Larger conspiracy behind plea on speeches against CAA: Sonia Gandhi to Delhi High Court
Congress President Sonia Gandhi on Tuesday told the Delhi High Court that there was a larger conspiracy behind the petition seeking registration of a First Information Report against her and Congress leader Rahul Gandhi in connection with their speeches against the Citizenship Amendment Act, which allegedly led to riots in Delhi in 2020.
The Congress leaders alleged that the petition has made opposition leaders and other non-conformist sections a party to it, while leaving out the speeches made by the members of ruling party.
This reveals the coloured nature of the exercise, they added, while responding to a PIL seeking registration of FIR against them, besides against AIMIM chief Asaduddin Owaisi, Delhi Deputy CM Manish Sisodia, actor Swara Bhaskar and activist Harsh Mander.

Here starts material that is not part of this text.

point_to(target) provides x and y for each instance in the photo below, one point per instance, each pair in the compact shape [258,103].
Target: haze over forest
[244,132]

A number of petitions were filed in the High Court, in connection with the hate speeches delivered during the protests in the national capital against the Citizenship Amendment Act and the National Register of Citizens, which allegedly resulted in riots in the national capital in February, 2020.

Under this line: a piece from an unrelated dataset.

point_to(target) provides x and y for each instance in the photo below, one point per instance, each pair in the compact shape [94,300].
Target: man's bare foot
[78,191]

While the plea filed by Shaikh Mujtaba Farooq sought registration of FIR against Union Minister Anurag Thakur and BJP leaders Kapil Mishra and Parvesh Sahib Singh Verma, another petition filed by NGO Lawyers’ Voice sought action mostly against opposition leaders.

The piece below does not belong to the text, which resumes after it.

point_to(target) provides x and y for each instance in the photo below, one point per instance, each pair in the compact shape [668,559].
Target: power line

Further, there were petitions seeking independent inquiry into the riots by a Special Investigation Team (SIT) and another seeking inquiry by the National Investigating Agency (NIA) on the allegations that the agitation was funded from outside the country.
The Congress leaders said that being the leaders of opposition, they had a fundamental duty towards the citizens of the country to criticise the laws introduced by the government, which they felt, were detrimental to the rights of citizens.
The Gandhis further said that it was violative of the right to speech to prevent a citizen from forming, holding or expressing a bona fide opinion in public interest on a bill passed by Parliament and also by putting it in public domain to inform, generate a debate or build public opinion for either reforms or change.
The Congress leaders claimed that no offence could be made out against them under Sections 153A and 153B of the Indian Penal Code (IPC), since their speeches were not mentioned in their entirety.
They also questioned the maintainability of the PIL, stating that the petitioner had no locus standi, lacked bona fide and was seeking a relief, which was not maintainable in law.